As I wrote in response to Dave: no one thing will have 2 names. Different things will have different names, rather than our status-quo of applying 1 name to 2 different things, one of which happens, as a matter of implementation, to resemble the other.
Re correctness: “heavy” to describe an encoding is proposed as a Perl-specific term to describe a Perl-specific encoding. It is correct by definition because that is its very definition. “UTF-8” is manifoldly incorrect to describe Perl internals. Perl *allows* callers (whether C or Perl) to be incorrect in the same way, but whether they embrace that freedom or not is their affair.
> I'm genuinely puzzled why you would think "heavy" would be a good name for internal-facing stuff; I had assumed you meant things the other way around. Internal-facing stuff is exactly what should care about internal encoding.
No argument there, but that encoding is still available to the internals regardless of its name, right?
> Also, the entire problem with the perlapi is that there is very little distinction between external-facing and internal-facing interfaces; the external ones are also used internally, and often the other way around too. I don't think this distinction that you think you see exists in reality to the extent that you are assuming it exists (unfortunately).
If I’m understanding you correctly, you’re observing that many XS modules use Perl’s API (and internal interfaces) such that those modules need to care about Perl’s internals. No argument there.
What I assert, though, is that a *new* XS module can, using controls available now, abstract over those internals. Thus, it’s inaccurate to say that, at the C level, it is always *necessary* to know Perl’s internal encoding.
> Would you mind explaining further where/when it is necessary to probe the string-storage abstraction?
> Literally every string-builtin in core. I'm guessing Yves' resistance to this is rooted in his extensive experience in the regex engine for example.

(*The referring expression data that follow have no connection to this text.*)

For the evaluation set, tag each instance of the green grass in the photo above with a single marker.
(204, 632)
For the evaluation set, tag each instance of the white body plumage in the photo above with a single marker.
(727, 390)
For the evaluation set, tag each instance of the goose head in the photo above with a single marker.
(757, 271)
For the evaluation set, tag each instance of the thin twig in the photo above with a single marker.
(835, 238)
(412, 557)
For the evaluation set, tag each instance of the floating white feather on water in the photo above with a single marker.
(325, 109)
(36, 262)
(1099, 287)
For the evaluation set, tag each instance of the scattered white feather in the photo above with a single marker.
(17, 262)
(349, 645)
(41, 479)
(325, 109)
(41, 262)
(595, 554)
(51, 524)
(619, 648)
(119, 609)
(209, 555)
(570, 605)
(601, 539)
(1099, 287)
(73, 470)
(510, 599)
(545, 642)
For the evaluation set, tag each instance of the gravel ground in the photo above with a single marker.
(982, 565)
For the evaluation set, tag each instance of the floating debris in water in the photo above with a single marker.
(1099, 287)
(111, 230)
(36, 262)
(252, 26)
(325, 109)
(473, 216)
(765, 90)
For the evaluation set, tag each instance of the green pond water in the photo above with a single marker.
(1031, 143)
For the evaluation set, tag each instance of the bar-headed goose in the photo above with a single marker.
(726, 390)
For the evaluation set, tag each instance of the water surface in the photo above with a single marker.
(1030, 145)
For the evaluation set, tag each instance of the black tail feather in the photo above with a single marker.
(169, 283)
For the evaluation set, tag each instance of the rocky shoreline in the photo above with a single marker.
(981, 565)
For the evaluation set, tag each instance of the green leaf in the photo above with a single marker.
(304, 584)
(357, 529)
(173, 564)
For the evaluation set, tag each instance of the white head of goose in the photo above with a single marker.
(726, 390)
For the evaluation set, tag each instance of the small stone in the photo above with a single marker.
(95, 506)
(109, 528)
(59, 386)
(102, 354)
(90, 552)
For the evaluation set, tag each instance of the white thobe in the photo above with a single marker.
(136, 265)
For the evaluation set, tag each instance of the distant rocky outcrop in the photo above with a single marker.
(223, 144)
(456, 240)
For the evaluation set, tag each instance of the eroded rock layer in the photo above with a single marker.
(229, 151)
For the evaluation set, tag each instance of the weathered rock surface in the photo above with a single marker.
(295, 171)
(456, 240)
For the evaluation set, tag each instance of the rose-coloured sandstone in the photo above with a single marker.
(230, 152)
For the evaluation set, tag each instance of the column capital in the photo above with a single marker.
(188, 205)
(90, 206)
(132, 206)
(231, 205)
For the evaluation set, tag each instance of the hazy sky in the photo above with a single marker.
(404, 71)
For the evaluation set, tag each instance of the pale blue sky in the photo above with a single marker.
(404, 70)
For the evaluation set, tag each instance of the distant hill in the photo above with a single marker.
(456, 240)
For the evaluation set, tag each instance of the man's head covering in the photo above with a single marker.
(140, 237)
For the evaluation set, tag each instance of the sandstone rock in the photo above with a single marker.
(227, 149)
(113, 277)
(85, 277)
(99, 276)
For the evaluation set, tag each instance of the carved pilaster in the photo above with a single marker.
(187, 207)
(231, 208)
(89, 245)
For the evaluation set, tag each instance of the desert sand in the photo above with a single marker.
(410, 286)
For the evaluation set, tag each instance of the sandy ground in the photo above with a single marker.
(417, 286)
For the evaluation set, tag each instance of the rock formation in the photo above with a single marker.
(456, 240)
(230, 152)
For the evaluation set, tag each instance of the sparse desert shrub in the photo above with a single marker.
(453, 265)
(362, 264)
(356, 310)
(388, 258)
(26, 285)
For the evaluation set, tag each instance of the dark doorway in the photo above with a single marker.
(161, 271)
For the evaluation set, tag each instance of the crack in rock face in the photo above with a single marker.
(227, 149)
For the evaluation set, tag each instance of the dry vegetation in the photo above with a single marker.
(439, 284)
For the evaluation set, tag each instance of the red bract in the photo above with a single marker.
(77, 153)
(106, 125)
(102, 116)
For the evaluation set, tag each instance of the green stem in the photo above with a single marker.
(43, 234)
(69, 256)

If I’m understanding you correctly, you mean that Perl maintainers need to know the string internals. Again, no argument; the regexp engine definitely needs to know what’s there.
What I meant, though, is: where/when would a *new* XS module absolutely need to care about a string’s internal encoding?

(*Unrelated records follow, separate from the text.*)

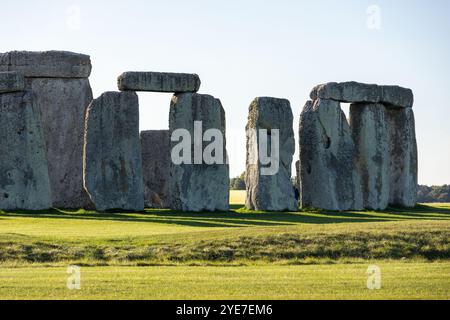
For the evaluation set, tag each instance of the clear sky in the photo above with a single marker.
(244, 49)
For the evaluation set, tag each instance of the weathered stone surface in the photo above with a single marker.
(11, 82)
(24, 180)
(47, 64)
(159, 82)
(63, 104)
(369, 124)
(328, 178)
(112, 153)
(404, 159)
(198, 187)
(355, 92)
(156, 167)
(270, 192)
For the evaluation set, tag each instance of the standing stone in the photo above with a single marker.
(59, 79)
(112, 153)
(11, 82)
(273, 192)
(63, 104)
(404, 159)
(328, 178)
(369, 123)
(156, 167)
(24, 180)
(159, 82)
(197, 187)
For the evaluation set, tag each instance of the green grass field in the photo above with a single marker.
(162, 254)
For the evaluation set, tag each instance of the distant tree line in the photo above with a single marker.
(238, 183)
(428, 194)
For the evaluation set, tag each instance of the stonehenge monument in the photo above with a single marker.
(196, 185)
(370, 162)
(112, 153)
(24, 179)
(59, 80)
(370, 132)
(270, 191)
(156, 167)
(63, 149)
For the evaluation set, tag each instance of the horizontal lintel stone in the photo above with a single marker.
(11, 82)
(354, 92)
(47, 64)
(159, 82)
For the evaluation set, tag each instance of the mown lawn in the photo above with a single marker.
(254, 254)
(399, 281)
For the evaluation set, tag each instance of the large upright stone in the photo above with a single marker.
(24, 181)
(156, 167)
(112, 153)
(197, 187)
(159, 82)
(11, 82)
(59, 81)
(328, 178)
(270, 191)
(47, 64)
(63, 104)
(370, 128)
(404, 159)
(354, 92)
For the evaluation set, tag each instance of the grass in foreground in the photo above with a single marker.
(399, 281)
(164, 237)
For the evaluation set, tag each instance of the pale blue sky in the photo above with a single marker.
(244, 49)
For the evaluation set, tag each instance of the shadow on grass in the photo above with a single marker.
(239, 217)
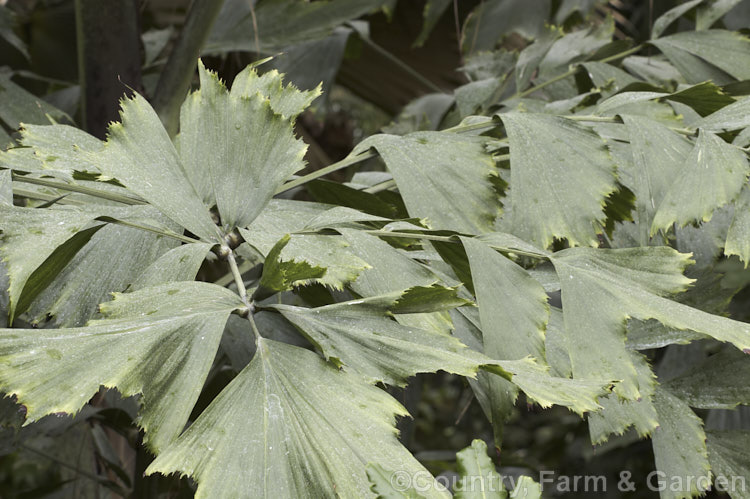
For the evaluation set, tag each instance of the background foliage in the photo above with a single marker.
(525, 223)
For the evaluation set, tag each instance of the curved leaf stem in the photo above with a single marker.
(573, 71)
(398, 62)
(254, 326)
(450, 239)
(111, 196)
(148, 228)
(348, 161)
(382, 186)
(237, 277)
(364, 156)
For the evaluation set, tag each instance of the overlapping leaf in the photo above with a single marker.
(436, 170)
(680, 448)
(713, 175)
(360, 336)
(512, 305)
(561, 173)
(601, 288)
(291, 425)
(158, 342)
(236, 150)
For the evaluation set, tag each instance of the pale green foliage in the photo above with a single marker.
(583, 188)
(290, 425)
(561, 172)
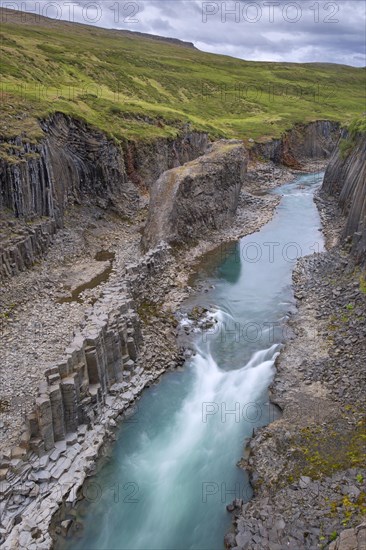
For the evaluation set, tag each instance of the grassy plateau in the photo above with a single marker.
(135, 87)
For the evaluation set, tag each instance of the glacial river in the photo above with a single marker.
(173, 467)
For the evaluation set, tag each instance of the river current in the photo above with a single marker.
(173, 467)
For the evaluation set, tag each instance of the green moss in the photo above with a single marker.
(347, 145)
(138, 88)
(321, 452)
(363, 284)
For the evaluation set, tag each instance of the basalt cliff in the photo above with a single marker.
(79, 395)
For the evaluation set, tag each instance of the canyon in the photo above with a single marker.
(156, 207)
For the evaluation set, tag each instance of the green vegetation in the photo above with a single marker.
(136, 87)
(323, 452)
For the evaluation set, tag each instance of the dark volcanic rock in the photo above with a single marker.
(200, 195)
(345, 178)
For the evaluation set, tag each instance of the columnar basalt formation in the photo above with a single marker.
(202, 194)
(345, 178)
(315, 140)
(74, 165)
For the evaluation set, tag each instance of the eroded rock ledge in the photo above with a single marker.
(75, 164)
(307, 468)
(202, 195)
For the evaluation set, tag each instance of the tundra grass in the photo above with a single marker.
(134, 87)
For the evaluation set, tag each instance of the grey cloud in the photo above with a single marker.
(305, 40)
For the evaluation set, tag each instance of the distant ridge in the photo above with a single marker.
(139, 86)
(23, 17)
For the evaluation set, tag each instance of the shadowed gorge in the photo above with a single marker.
(183, 294)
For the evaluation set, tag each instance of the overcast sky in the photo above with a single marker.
(278, 30)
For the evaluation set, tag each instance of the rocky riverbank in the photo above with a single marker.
(307, 468)
(38, 326)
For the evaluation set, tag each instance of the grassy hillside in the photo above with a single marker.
(137, 87)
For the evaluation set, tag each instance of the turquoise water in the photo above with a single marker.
(173, 466)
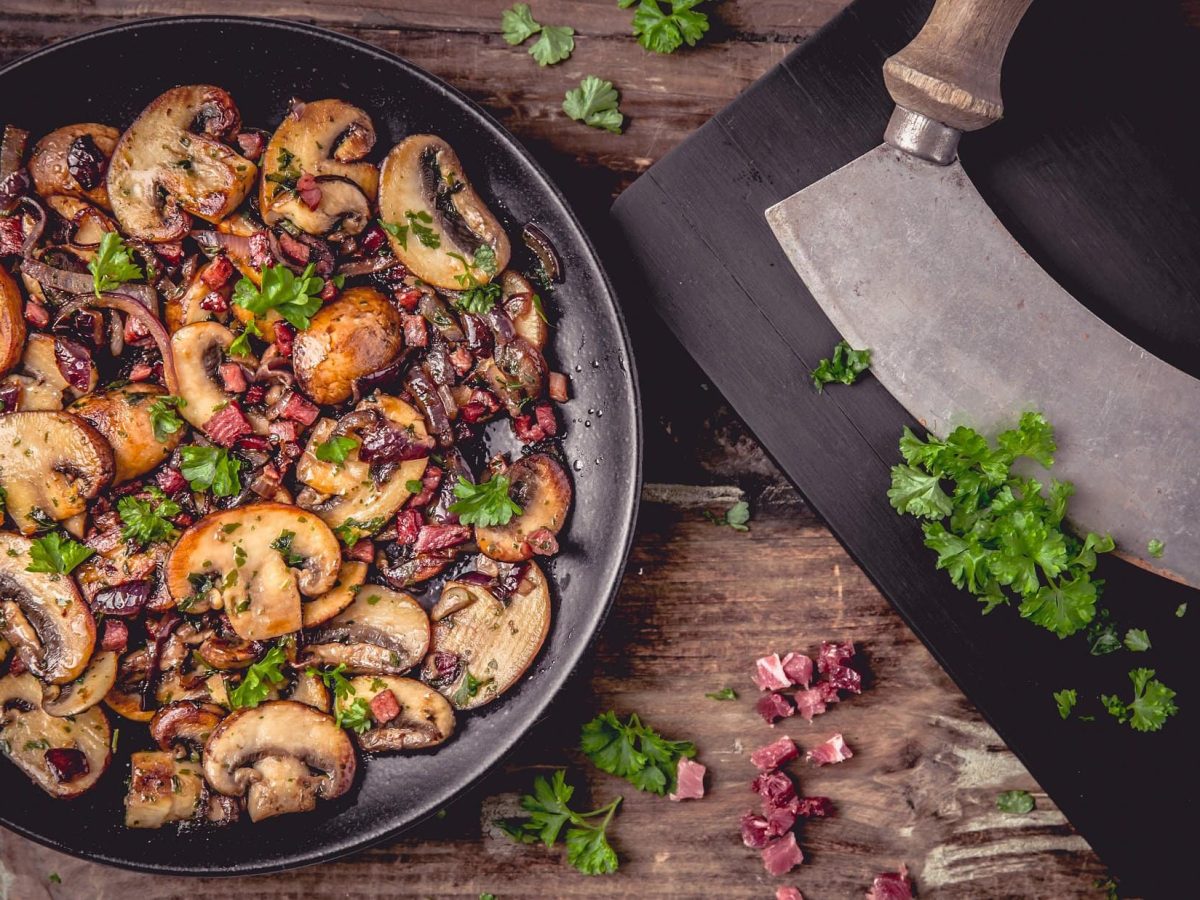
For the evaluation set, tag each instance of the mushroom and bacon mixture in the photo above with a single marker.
(243, 377)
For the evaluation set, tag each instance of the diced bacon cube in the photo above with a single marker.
(769, 673)
(384, 707)
(833, 750)
(798, 669)
(781, 855)
(774, 755)
(689, 780)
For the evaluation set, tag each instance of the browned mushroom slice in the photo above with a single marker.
(72, 161)
(540, 487)
(270, 753)
(63, 756)
(357, 335)
(418, 717)
(443, 233)
(123, 417)
(162, 790)
(165, 168)
(382, 633)
(328, 141)
(480, 646)
(256, 562)
(42, 616)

> In my own experience, FWIW, it is entirely possible when using Perl’s C API to avoid assumptions about how an SV stores its code points internally. Yes, you can call SvUTF8* macros and such, but the safer approach of doing actual encode/decode operations and SvPVbyte/SvPVutf8 preserves the abstraction.
> In XS code, generally yes. In core, absolutely not.
Agreed, of course. But the claim--as I understood it, anyhow--was that anything in C needs to know the internal string encoding. Maybe I misunderstood, and/or myself miscommunicated, as I seems there’s agreement that XS authors should not need that knowledge.